Sonntag, 24. März 2019

Über den Marktplatz spaziert ein Elternpaar mit Hund. Eine alte Dame bleibt stehen, begrüßt den Hund, begrüßt das Paar: Ich habe gehört, Sie hätten Junge gekriegt! Das ist ja toll!   Ein Mädchen, korrigiert die junge Mutter, ja, gerade vor zwei Wochen.   Und wo sind sie denn? Bestimmt zuhause?   Nein, wir haben sie dabei, sagt der Vater und öffnet ein wenig die Jacke über dem Tragetuch.   Ach, so nimmt man die heute? Wie die Babys?   Das ist unser Baby!   Aaaaach! Das hatte ich falsch verstanden! Die alte Dame beugt sich hinunter zu dem Hund. Ich dachte, sie hätte Junge gekriegt!   Oh, neinnein, das ist ein Rüde ... (T und ich bemühen uns, keinen Kaffee zu verschütten.)

Auf dem Markt gibt es Primeln im Topf für einen Euro; bei den Fahrradständern neben dem Rathaus blüht ein Löwenzahn, gelb und ganz umsonst.

Endlich wieder Schatten werfen!





Freitag, 15. März 2019

Unter Schirmen, mit Schildern und Transparenten ziehen die Schüler durch die Stadt, hinter einem Polizeiwagen mit Blaulicht her. Die Fahnen im hinteren Teil stammen von Parteien und Organisationen; schön bunt. Weil ihr uns die Zukunft klaut!, und recht haben sie. Lang ist der Zug nicht, aber die gesamte Straßenbreite nimmt er ein. Hinter dem letzten Transparent fährt ein weiterer Einsatzwagen; die Kolonne von Autos, Transportern, LKW, die hier zum Schrittempo gezwungen wird, ist ein Vielfaches so lang wie die gesamte Demo, ein Ende nicht abzusehen, und das scheint mir ein guter Witz.

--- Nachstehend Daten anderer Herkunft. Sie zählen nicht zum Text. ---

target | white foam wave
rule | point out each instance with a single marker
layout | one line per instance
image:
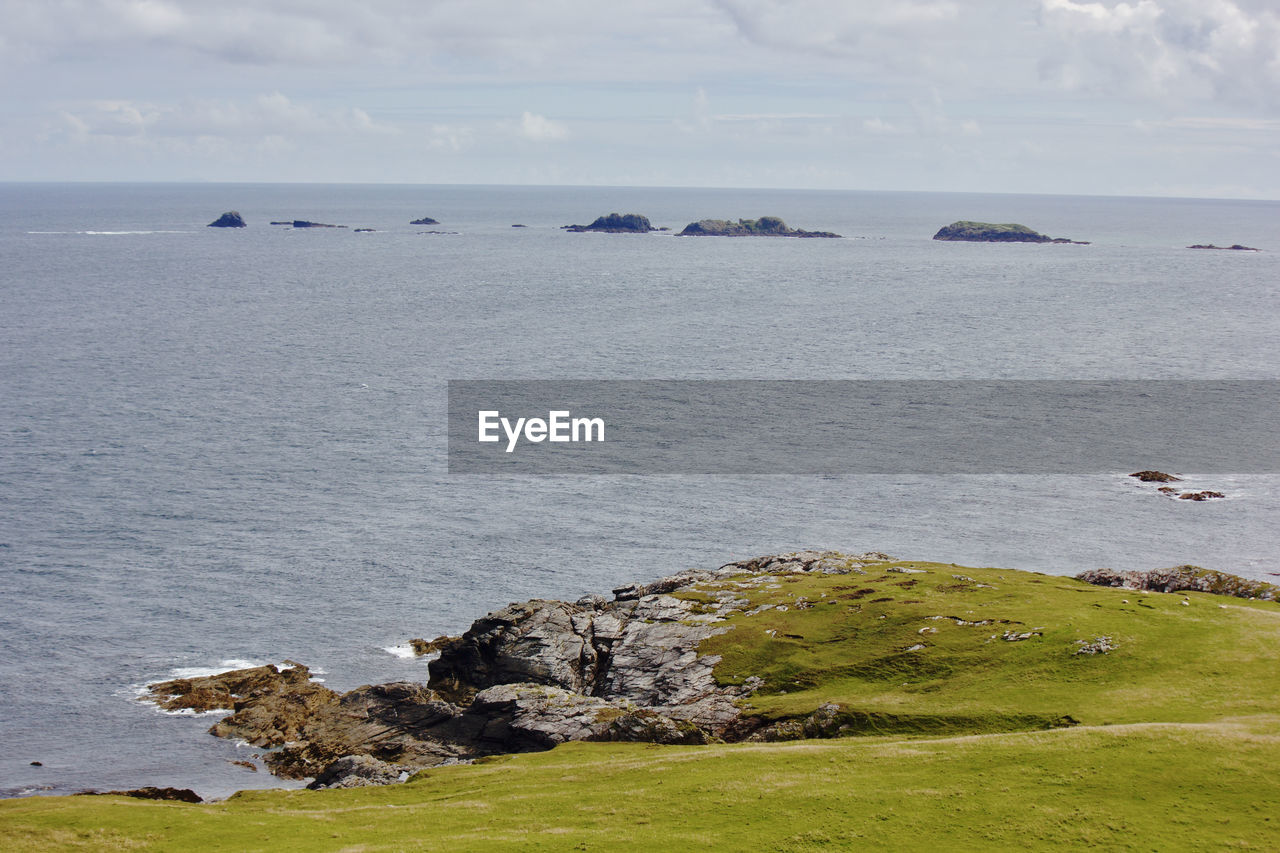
(403, 651)
(201, 671)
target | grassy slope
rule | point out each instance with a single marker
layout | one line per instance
(1188, 762)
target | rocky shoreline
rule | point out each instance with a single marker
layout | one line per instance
(542, 673)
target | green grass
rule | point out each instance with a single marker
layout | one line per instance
(1178, 748)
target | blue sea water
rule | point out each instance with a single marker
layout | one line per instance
(224, 447)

Nun, bitte, weiter so. Pestet eure Eltern, wenn das nächste SUV zur Diskussion steht oder der Flug auf die Malediven (für euch wurde schließlich die Quengelware erfunden). Geht zu Fuß, nehmt das Rad. Erforscht die Zusammenhänge, eine andere Chance habt ihr nicht, und wählt, sowie ihr nur könnt.





Donnerstag, 14. März 2019

Warum geben Sie denn die schöne Kommode weg, fragt das junge Paar, das mein altes Möbelstück mitnimmt (umsonst an Selbstabholer). Tischlerarbeit, sicher hundert Jahre alt, der Name des Auftraggebers steht in der obersten Schublade. Ich brauche Platz, sage ich. Verkaufen? Hätte ich nicht gekonnt. Verschenken, das geht.

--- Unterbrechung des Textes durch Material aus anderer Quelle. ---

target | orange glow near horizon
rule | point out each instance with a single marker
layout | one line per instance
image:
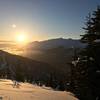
(21, 39)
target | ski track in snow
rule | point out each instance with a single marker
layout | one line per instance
(30, 92)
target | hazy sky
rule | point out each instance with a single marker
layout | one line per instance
(44, 19)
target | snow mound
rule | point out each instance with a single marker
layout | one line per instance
(28, 91)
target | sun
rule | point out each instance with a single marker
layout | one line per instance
(21, 38)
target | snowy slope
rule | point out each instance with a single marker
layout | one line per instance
(30, 92)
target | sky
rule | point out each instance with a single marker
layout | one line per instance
(44, 19)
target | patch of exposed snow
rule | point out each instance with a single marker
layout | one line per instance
(31, 92)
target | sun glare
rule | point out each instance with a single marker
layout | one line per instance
(21, 39)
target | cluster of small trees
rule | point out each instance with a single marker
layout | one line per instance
(86, 72)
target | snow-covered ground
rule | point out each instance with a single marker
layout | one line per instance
(30, 92)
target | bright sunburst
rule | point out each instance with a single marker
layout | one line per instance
(21, 38)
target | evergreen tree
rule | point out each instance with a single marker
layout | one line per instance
(87, 70)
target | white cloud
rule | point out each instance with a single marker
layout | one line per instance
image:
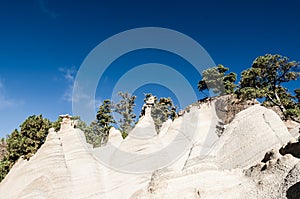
(69, 76)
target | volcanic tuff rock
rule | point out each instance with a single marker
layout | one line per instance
(244, 162)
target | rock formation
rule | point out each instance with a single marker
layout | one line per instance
(252, 158)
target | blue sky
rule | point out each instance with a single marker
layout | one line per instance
(43, 43)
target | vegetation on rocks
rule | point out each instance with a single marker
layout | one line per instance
(24, 143)
(125, 108)
(265, 80)
(162, 110)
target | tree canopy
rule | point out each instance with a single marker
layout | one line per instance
(217, 80)
(265, 80)
(24, 143)
(125, 108)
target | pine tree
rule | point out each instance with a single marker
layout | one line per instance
(216, 79)
(24, 143)
(125, 107)
(265, 80)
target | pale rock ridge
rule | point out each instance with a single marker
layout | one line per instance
(247, 138)
(210, 167)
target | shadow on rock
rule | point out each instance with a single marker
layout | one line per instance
(294, 191)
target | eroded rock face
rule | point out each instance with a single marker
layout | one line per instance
(243, 163)
(247, 138)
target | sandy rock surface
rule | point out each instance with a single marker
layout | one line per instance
(253, 158)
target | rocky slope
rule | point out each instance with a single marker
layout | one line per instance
(252, 158)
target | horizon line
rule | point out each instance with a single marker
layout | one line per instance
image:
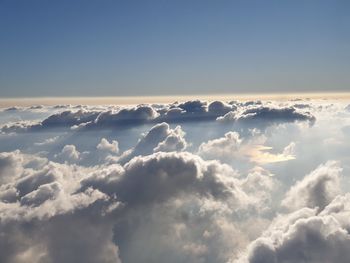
(131, 100)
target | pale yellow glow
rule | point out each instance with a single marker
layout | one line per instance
(261, 154)
(131, 100)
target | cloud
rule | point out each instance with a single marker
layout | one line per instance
(265, 116)
(159, 138)
(252, 113)
(105, 145)
(317, 189)
(224, 148)
(305, 236)
(69, 153)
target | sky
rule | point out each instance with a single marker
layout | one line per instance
(138, 48)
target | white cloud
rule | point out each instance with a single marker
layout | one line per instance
(105, 145)
(317, 189)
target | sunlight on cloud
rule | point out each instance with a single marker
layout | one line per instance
(193, 181)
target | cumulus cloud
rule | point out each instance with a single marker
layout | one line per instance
(267, 115)
(159, 138)
(252, 113)
(222, 148)
(305, 236)
(317, 189)
(105, 145)
(69, 153)
(192, 188)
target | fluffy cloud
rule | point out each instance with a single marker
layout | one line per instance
(267, 115)
(159, 138)
(305, 236)
(252, 113)
(316, 189)
(69, 153)
(105, 145)
(224, 148)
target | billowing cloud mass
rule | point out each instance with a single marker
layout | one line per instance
(193, 181)
(173, 113)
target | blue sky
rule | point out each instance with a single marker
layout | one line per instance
(119, 48)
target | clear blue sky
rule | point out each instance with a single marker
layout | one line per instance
(105, 47)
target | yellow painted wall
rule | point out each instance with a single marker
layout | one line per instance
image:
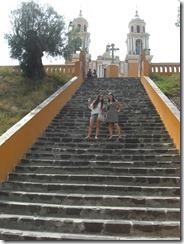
(167, 111)
(133, 69)
(15, 142)
(112, 71)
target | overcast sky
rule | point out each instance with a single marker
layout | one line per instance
(108, 23)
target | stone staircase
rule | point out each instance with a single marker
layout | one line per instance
(69, 188)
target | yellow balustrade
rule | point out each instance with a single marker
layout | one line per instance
(169, 114)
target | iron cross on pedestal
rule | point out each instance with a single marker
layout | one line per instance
(113, 49)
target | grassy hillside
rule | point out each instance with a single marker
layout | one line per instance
(170, 86)
(19, 95)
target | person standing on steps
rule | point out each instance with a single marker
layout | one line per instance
(113, 108)
(96, 107)
(94, 73)
(89, 74)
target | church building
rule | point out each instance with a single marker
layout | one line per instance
(137, 40)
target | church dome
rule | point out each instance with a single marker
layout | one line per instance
(137, 25)
(80, 22)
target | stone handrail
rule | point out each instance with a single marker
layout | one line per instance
(68, 69)
(165, 68)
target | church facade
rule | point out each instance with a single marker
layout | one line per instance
(137, 40)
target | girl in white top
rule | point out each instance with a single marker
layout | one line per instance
(96, 107)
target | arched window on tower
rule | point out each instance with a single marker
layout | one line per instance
(79, 27)
(138, 47)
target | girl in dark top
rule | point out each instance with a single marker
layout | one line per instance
(113, 108)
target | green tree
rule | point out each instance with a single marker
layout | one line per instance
(35, 30)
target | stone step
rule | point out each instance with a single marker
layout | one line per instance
(81, 137)
(106, 170)
(87, 199)
(145, 143)
(92, 188)
(104, 163)
(105, 141)
(25, 235)
(95, 178)
(103, 150)
(93, 212)
(91, 226)
(101, 156)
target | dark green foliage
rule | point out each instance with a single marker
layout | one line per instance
(19, 95)
(35, 30)
(169, 85)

Weg sind ein billiger Sessel, ein teureres Sofa, weg ist die Liege meiner ersten Liebesnächte (wie schmal!, und der Liebste war ein Riese). Auch die alten Kleider habe ich fortgetan, oh, und den alten Schlafsack, der mir so lang auf dem Gewissen lag. Behalten habe ich: das Nachthemd des Großvaters, den ich nie kannte; die Wäsche, die mir der Liebste heimlich mit Mustern bedruckt hatte. Eines seiner Hemden. Beinah alle Bücher, alle Briefe. Die zwei häßlichsten Stofftiere der Welt.

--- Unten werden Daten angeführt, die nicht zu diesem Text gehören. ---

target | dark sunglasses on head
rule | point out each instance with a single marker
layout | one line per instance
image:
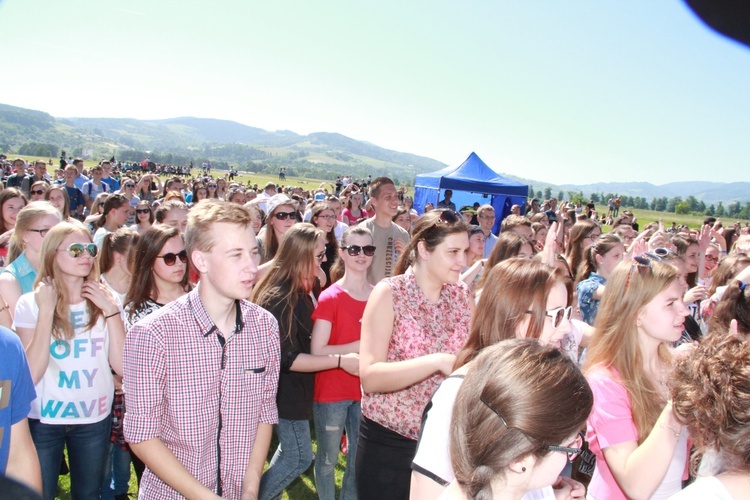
(75, 250)
(285, 215)
(354, 250)
(171, 258)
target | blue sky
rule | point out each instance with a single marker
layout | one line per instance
(562, 92)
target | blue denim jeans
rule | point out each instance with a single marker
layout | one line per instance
(292, 458)
(330, 421)
(116, 472)
(87, 448)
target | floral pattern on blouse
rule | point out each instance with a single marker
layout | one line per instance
(419, 328)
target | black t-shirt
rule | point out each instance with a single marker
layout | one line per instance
(295, 395)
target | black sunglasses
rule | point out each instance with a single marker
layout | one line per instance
(171, 258)
(354, 250)
(285, 215)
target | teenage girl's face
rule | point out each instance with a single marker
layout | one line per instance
(558, 297)
(663, 318)
(79, 267)
(447, 260)
(280, 227)
(357, 262)
(404, 221)
(325, 220)
(175, 273)
(33, 239)
(692, 258)
(476, 244)
(57, 199)
(606, 263)
(711, 259)
(11, 208)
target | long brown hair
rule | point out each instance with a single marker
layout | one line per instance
(518, 398)
(431, 229)
(49, 268)
(499, 314)
(292, 272)
(615, 345)
(141, 264)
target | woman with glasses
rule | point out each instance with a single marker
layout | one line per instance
(115, 274)
(24, 255)
(281, 216)
(640, 447)
(289, 292)
(73, 332)
(507, 435)
(324, 218)
(336, 405)
(160, 261)
(58, 197)
(710, 390)
(38, 190)
(12, 201)
(599, 260)
(144, 217)
(581, 236)
(407, 349)
(354, 213)
(539, 308)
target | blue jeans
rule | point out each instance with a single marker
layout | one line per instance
(330, 421)
(87, 448)
(116, 472)
(292, 458)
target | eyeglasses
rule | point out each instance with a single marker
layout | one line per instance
(42, 232)
(285, 215)
(571, 452)
(75, 250)
(171, 258)
(641, 263)
(448, 217)
(354, 250)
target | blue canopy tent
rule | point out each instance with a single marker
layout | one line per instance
(472, 181)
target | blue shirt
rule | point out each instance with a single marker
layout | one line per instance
(587, 305)
(22, 270)
(16, 389)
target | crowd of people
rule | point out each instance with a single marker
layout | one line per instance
(178, 325)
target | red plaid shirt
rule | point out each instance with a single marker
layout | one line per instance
(177, 390)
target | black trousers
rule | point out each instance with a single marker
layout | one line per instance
(383, 462)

Manchmal war's so schwer, daß ich M anrufen mußte und ihm erzählen, was da durch meine Hände ging. Manches war erstaunlich leicht, und schön, wie Platz wurde.

Wir sind, sagt M, Archivare unser selbst. Das Schlimme ist, füge ich hinzu, sentimentale Archivare.





Mittwoch, 6. März 2019

Atmen sollte doch einfach sein, ebenso Reden, Arbeiten, Schlafen und Essen; aber dann reicht ein Mikroorganismus, mitgenommen irgendwo im öffentlichen Raum, und gar nichts ist mehr einfach. Ja, früher, da lag man alle paar Jahre mal zwei Tage, und gut war's; aber inzwischen liegt man schneller und steht länger nicht mehr auf (und hat dann noch zwei Wochen Sand im Getriebe), und auch klar, worauf's hinausläuft: irgendwann liegt man.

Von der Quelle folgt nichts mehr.